First, quickly, new post over at Global Health. Blogger was down all Friday, so I couldn't put the link up til now.

Expat Aid Workers put up an extremely à-propos post today: #56 Finding Themselves. I put my feet back on US soil on July 2 in the California Republic. I will be jobless, barring any miracles and actual effort on my part to find a job. And after a long stint of avoidance regarding my next steps, I've realized that I actually don't know what I want to do. I don't know what the next step should be. I've jumped from academia to law to medicine to public health to human rights to writing to teaching to film, and that's just the short version of my thought process over the past three years (or more, though as I told my boss last week, I think it's safe to say that President of the United States, astronaut, and Indiana Jones can be struck off my career list...sadly).

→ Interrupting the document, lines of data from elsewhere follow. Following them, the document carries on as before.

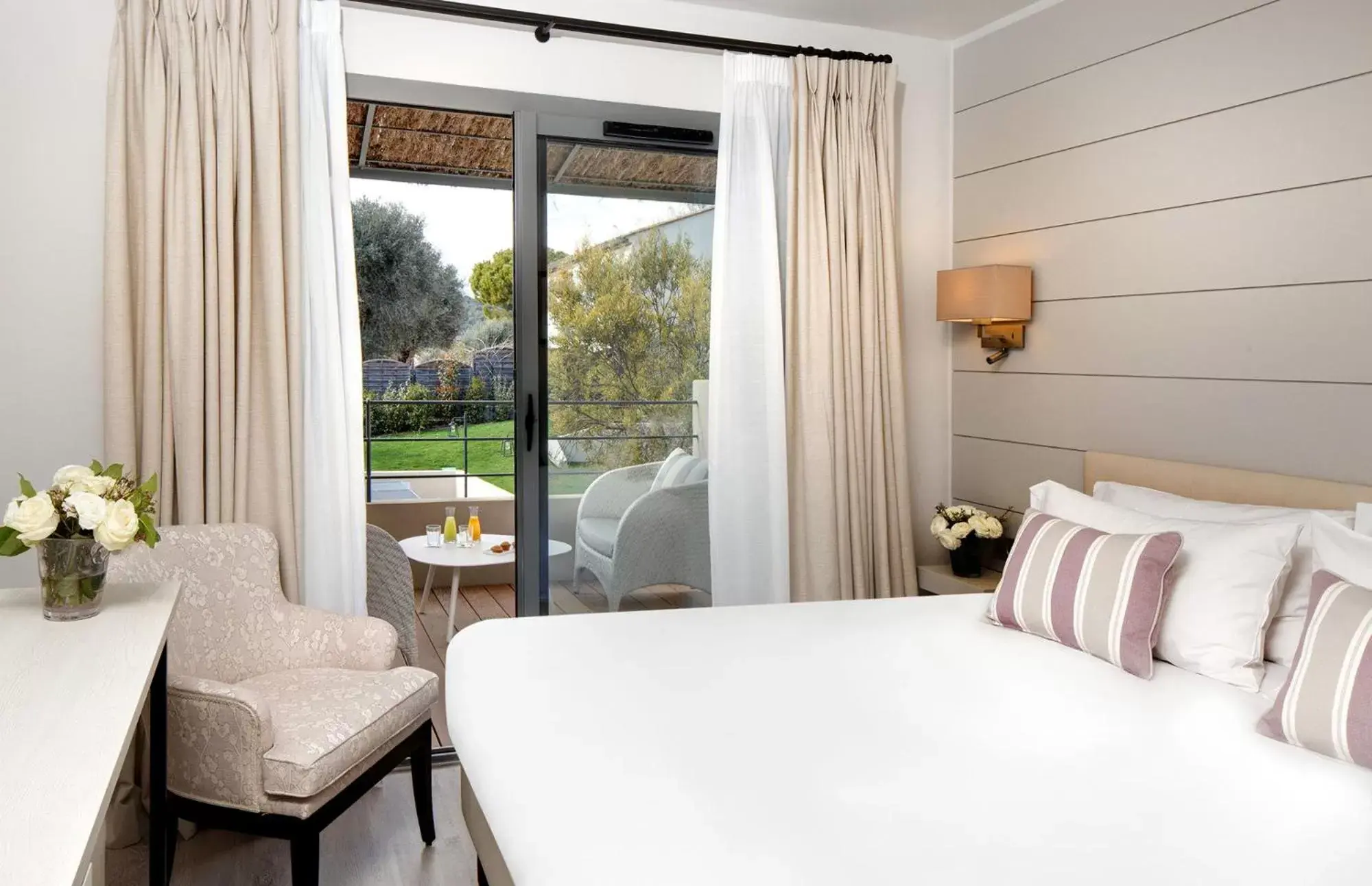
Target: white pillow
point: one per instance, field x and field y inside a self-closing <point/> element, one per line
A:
<point x="678" y="470"/>
<point x="1223" y="582"/>
<point x="1289" y="618"/>
<point x="1363" y="523"/>
<point x="1343" y="551"/>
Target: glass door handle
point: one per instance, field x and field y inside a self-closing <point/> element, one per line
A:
<point x="530" y="424"/>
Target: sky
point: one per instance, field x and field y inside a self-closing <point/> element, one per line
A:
<point x="469" y="226"/>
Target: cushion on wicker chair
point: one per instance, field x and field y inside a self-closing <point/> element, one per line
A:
<point x="329" y="719"/>
<point x="599" y="533"/>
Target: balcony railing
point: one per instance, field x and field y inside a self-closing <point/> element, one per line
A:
<point x="507" y="441"/>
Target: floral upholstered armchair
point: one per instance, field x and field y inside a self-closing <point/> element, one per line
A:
<point x="279" y="717"/>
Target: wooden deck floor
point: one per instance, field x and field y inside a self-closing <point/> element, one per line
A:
<point x="497" y="601"/>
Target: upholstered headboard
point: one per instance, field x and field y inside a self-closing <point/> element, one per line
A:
<point x="1223" y="485"/>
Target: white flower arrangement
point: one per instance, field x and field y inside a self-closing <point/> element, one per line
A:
<point x="94" y="503"/>
<point x="956" y="523"/>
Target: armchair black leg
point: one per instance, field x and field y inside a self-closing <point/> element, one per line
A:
<point x="305" y="859"/>
<point x="422" y="777"/>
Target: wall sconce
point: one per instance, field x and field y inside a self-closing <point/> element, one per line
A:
<point x="998" y="298"/>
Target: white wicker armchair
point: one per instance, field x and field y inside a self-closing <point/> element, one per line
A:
<point x="630" y="536"/>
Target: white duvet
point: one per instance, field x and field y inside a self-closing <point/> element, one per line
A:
<point x="899" y="741"/>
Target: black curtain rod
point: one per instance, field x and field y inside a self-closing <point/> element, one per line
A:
<point x="545" y="25"/>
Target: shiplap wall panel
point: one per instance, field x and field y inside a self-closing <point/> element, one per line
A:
<point x="1198" y="234"/>
<point x="1286" y="333"/>
<point x="1311" y="235"/>
<point x="1297" y="429"/>
<point x="1000" y="475"/>
<point x="1071" y="36"/>
<point x="1267" y="51"/>
<point x="1301" y="139"/>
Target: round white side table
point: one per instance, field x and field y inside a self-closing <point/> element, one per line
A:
<point x="456" y="559"/>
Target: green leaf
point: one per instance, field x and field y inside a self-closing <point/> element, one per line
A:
<point x="10" y="544"/>
<point x="150" y="533"/>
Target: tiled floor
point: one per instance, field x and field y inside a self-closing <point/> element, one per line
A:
<point x="497" y="601"/>
<point x="377" y="843"/>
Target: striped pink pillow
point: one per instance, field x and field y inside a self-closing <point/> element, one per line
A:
<point x="1326" y="704"/>
<point x="1087" y="589"/>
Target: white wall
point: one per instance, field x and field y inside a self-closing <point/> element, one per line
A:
<point x="389" y="45"/>
<point x="1192" y="182"/>
<point x="53" y="65"/>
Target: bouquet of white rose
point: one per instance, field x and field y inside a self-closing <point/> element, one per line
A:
<point x="76" y="523"/>
<point x="954" y="525"/>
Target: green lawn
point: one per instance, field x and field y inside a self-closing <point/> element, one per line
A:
<point x="484" y="457"/>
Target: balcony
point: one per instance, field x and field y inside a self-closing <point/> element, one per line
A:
<point x="458" y="460"/>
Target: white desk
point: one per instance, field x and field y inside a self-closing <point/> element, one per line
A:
<point x="71" y="695"/>
<point x="416" y="548"/>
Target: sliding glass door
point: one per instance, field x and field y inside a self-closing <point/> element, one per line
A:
<point x="534" y="298"/>
<point x="617" y="363"/>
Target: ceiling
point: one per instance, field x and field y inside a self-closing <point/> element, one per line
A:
<point x="942" y="20"/>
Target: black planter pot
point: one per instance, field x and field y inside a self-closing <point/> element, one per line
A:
<point x="967" y="560"/>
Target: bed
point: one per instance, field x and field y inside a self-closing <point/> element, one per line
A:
<point x="901" y="741"/>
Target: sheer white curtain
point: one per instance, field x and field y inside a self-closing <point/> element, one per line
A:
<point x="334" y="507"/>
<point x="747" y="418"/>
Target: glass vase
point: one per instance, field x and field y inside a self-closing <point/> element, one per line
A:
<point x="72" y="574"/>
<point x="967" y="560"/>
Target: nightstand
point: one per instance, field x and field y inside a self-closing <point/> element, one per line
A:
<point x="942" y="581"/>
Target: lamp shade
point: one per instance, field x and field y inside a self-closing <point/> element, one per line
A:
<point x="989" y="294"/>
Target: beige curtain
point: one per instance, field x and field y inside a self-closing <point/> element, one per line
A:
<point x="851" y="530"/>
<point x="202" y="272"/>
<point x="202" y="294"/>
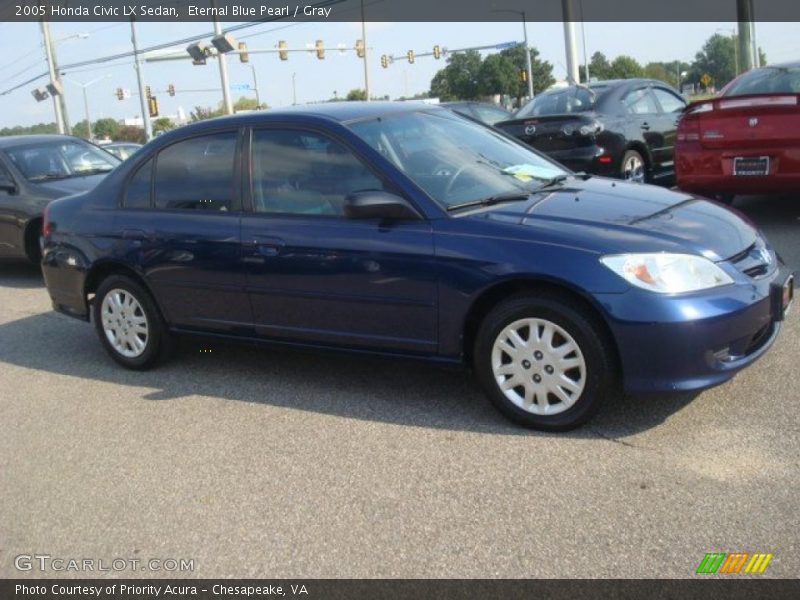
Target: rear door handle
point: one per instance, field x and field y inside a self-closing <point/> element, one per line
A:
<point x="135" y="235"/>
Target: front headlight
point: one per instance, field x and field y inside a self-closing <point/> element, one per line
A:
<point x="667" y="273"/>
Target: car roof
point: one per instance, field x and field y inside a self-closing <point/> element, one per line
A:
<point x="23" y="140"/>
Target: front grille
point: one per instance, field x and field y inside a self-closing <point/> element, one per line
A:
<point x="756" y="261"/>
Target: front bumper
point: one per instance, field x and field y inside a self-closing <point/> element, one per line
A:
<point x="694" y="341"/>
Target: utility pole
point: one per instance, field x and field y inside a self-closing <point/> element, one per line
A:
<point x="148" y="126"/>
<point x="223" y="69"/>
<point x="48" y="48"/>
<point x="571" y="47"/>
<point x="364" y="39"/>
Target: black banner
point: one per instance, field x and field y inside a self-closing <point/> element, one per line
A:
<point x="730" y="588"/>
<point x="399" y="10"/>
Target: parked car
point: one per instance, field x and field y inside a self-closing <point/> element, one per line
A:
<point x="745" y="141"/>
<point x="399" y="229"/>
<point x="482" y="111"/>
<point x="35" y="169"/>
<point x="122" y="150"/>
<point x="618" y="128"/>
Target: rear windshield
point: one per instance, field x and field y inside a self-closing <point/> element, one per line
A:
<point x="769" y="80"/>
<point x="558" y="102"/>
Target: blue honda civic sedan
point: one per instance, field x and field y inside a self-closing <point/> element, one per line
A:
<point x="407" y="230"/>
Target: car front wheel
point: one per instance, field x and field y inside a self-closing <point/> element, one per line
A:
<point x="128" y="323"/>
<point x="543" y="362"/>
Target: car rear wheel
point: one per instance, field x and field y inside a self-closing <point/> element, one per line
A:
<point x="543" y="362"/>
<point x="128" y="323"/>
<point x="633" y="167"/>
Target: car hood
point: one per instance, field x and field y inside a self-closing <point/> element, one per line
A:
<point x="619" y="217"/>
<point x="66" y="187"/>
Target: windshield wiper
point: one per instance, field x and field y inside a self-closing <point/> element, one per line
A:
<point x="492" y="200"/>
<point x="94" y="171"/>
<point x="47" y="177"/>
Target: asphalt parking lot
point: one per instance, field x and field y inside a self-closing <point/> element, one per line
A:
<point x="270" y="463"/>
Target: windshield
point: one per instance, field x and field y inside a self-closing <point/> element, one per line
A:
<point x="558" y="102"/>
<point x="453" y="159"/>
<point x="769" y="80"/>
<point x="60" y="160"/>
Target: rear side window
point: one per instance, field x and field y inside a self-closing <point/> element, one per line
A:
<point x="138" y="193"/>
<point x="197" y="174"/>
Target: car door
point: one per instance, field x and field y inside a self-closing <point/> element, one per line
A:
<point x="314" y="275"/>
<point x="11" y="215"/>
<point x="181" y="224"/>
<point x="671" y="106"/>
<point x="645" y="125"/>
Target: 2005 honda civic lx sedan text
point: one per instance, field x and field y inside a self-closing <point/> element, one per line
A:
<point x="405" y="229"/>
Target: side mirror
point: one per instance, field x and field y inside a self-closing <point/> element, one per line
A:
<point x="6" y="184"/>
<point x="375" y="204"/>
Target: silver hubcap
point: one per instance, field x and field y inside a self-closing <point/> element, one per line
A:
<point x="538" y="366"/>
<point x="125" y="323"/>
<point x="633" y="169"/>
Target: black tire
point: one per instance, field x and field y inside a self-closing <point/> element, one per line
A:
<point x="726" y="199"/>
<point x="633" y="155"/>
<point x="158" y="342"/>
<point x="600" y="377"/>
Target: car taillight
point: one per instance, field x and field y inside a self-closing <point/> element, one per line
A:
<point x="47" y="227"/>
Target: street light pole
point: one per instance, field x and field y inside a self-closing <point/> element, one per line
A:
<point x="48" y="48"/>
<point x="528" y="66"/>
<point x="364" y="41"/>
<point x="86" y="86"/>
<point x="148" y="126"/>
<point x="223" y="69"/>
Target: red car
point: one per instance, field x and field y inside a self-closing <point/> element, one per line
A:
<point x="746" y="140"/>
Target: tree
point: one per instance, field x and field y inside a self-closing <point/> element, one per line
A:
<point x="717" y="58"/>
<point x="131" y="133"/>
<point x="162" y="124"/>
<point x="599" y="67"/>
<point x="459" y="79"/>
<point x="541" y="69"/>
<point x="105" y="128"/>
<point x="357" y="94"/>
<point x="625" y="67"/>
<point x="497" y="75"/>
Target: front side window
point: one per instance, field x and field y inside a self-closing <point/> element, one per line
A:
<point x="300" y="172"/>
<point x="640" y="102"/>
<point x="197" y="174"/>
<point x="669" y="102"/>
<point x="454" y="159"/>
<point x="60" y="160"/>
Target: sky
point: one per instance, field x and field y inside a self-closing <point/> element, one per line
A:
<point x="22" y="56"/>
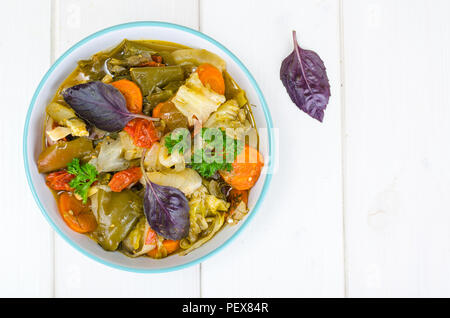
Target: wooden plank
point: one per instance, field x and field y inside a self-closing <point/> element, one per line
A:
<point x="396" y="170"/>
<point x="77" y="275"/>
<point x="27" y="266"/>
<point x="294" y="247"/>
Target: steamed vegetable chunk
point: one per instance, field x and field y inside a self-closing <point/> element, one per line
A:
<point x="116" y="213"/>
<point x="150" y="186"/>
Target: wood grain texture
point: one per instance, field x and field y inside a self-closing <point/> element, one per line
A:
<point x="76" y="275"/>
<point x="26" y="269"/>
<point x="294" y="246"/>
<point x="397" y="160"/>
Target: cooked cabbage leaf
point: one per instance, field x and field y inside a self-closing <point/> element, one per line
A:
<point x="187" y="180"/>
<point x="194" y="99"/>
<point x="116" y="213"/>
<point x="197" y="57"/>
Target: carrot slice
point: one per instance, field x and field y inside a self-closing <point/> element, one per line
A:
<point x="142" y="131"/>
<point x="170" y="246"/>
<point x="59" y="180"/>
<point x="132" y="94"/>
<point x="246" y="169"/>
<point x="78" y="216"/>
<point x="236" y="197"/>
<point x="125" y="178"/>
<point x="212" y="77"/>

So, when I return, I'll be heading to San Francisco to live with my much-more driven and ambitious sister, fresh off her first year of law school (right out of college like a real adult person!) and about to finish up her lease on a one-bedroom just between Nob Hill and the Tenderloin. And although this is not necessarily a permanent decision (I'm thinking more of a soft landing), New York will have to wait just a little while longer. SF may be the second-most expensive city in America, but I think probable funemployment in NYC would just kill me financially at this present juncture.

And so, that's the next step. Where I go from there is a mystery. Maybe it'll involve golden idols, moonwalking, and a big veto stamp of my very own. I kind of hope so.